It will be a clash of small town and big city
values—and boy, will the small town enjoy it. The prodigal daughter once known
as Kin Aoyama apparently found fame and fortune dancing in Tokyo under the name
Lily Carmen. She is an artiste, but her art involves G-strings. That does not
mean she and her comrade Maya Akemi can’t be scrupulously serious about their
dance. They are indomitably upbeat, but their visit might be more than her
staid father can handle in Keisuke Kinoshita’s big screen musical Carmen Comes Home (trailers here), the very first Japanese color feature, which
screens this Friday at the Japan Society, as part of their newly re-launched
Monthly Classics series.
Even if Carmen/Aoyama has not amassed a
fortune per se, she has made enough of a go of it to periodically send money
and gifts home to her family. Her loyal sister Yuki is in awe of her, but old
man Shoichi Aoyama instinctively distrusts the modern western influences she
has no doubt absorbed. However, thanks to the intercession of the school
principal, an ardent advocate for Japanese culture, he reluctantly consents to
her visit. Nobody could miss Lily Carmen when she arrives. She is the one
wearing the bright red dress. Clearly, Kinoshita was going to get his color
film’s worth from the wardrobe and spectacular mountain scenery.
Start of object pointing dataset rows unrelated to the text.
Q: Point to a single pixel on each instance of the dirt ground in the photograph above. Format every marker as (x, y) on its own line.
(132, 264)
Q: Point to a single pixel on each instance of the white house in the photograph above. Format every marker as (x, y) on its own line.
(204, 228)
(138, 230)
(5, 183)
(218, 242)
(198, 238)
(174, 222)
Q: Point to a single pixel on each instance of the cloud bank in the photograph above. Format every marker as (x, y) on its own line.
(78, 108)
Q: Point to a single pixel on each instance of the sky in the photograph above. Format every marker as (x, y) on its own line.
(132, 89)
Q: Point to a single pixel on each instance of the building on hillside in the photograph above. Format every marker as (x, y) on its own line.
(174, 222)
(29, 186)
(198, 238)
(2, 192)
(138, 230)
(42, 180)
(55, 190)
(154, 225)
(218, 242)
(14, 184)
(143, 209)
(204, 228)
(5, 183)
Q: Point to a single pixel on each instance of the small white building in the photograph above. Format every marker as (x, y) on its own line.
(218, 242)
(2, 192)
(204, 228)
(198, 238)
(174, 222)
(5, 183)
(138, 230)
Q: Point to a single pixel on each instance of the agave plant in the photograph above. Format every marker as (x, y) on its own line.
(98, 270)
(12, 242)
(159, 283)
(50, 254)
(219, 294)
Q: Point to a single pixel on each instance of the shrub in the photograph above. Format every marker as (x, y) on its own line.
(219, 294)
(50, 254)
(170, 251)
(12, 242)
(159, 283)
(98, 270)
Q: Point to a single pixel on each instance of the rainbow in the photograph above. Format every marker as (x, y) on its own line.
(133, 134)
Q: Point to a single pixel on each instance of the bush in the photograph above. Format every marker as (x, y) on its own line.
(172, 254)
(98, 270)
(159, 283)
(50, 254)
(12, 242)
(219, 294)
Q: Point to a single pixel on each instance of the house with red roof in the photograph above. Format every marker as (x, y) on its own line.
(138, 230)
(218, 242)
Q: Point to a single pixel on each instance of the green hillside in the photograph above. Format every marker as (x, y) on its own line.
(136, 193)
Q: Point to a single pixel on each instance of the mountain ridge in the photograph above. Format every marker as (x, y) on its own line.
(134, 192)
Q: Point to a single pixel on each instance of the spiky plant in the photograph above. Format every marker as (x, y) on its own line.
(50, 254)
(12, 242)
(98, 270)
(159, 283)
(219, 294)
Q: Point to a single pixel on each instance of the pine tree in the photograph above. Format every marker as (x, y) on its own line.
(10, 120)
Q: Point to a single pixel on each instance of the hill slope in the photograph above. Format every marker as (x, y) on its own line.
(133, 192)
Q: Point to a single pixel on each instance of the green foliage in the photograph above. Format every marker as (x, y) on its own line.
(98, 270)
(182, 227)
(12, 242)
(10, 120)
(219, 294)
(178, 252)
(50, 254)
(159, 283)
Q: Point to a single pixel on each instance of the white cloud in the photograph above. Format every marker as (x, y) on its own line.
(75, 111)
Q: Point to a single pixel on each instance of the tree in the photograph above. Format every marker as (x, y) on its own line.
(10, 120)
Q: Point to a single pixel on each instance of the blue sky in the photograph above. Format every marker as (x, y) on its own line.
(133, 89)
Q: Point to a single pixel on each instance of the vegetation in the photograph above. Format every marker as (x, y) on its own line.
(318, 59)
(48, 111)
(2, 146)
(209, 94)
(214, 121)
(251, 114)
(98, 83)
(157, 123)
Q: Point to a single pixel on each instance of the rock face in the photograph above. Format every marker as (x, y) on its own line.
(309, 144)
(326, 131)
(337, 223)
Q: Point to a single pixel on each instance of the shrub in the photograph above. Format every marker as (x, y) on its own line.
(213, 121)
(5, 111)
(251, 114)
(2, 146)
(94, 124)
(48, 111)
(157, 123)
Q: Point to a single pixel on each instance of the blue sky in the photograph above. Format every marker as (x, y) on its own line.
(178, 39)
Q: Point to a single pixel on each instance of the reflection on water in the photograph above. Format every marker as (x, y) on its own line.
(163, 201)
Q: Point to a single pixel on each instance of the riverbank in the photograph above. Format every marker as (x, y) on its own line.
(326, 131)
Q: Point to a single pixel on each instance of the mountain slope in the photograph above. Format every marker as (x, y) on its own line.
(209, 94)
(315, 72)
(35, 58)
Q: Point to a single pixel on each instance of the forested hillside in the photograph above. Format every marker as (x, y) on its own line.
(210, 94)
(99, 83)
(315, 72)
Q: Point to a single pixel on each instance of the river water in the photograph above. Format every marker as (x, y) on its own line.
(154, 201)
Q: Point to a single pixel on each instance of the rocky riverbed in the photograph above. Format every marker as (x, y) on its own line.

Naturally, Carmen and Akemi attract all kinds
of attention in town, including the leering local mogul. Yet, the two women are
more drawn to more plebeian townsmen, like the young school teacher Akemi
impulsively falls for. Similarly, Carmen admits she still carries a torch for the
now married Haruo Taguchi, who was blinded during the war. As the composer of
dirge like odes to his small town, Taguchi is more in line with the Principal’s
idea of a real Japanese artist. Unfortunately, Carmen and Akemi’s va-va-voom
will inadvertently disrupt Haruo’s grand premiere performance, causing no end
of angst.
Hideko Takamine was one the greatest screen actresses
in the history of cinema, but she is best known for achingly tragic films like
Mikio Naruse’s When a Woman Ascends the Stairs and Yearning, as well as
Kobayshi’s The Human Condition, so it
is nice to see her get the chance to kick up her heels a little. She is utterly
charming as the bizarrely naïve Lily Carmen. Yet, underneath the goofy joy, she
gives the subtlest hints of sadness. Nobody else could have pulled that off.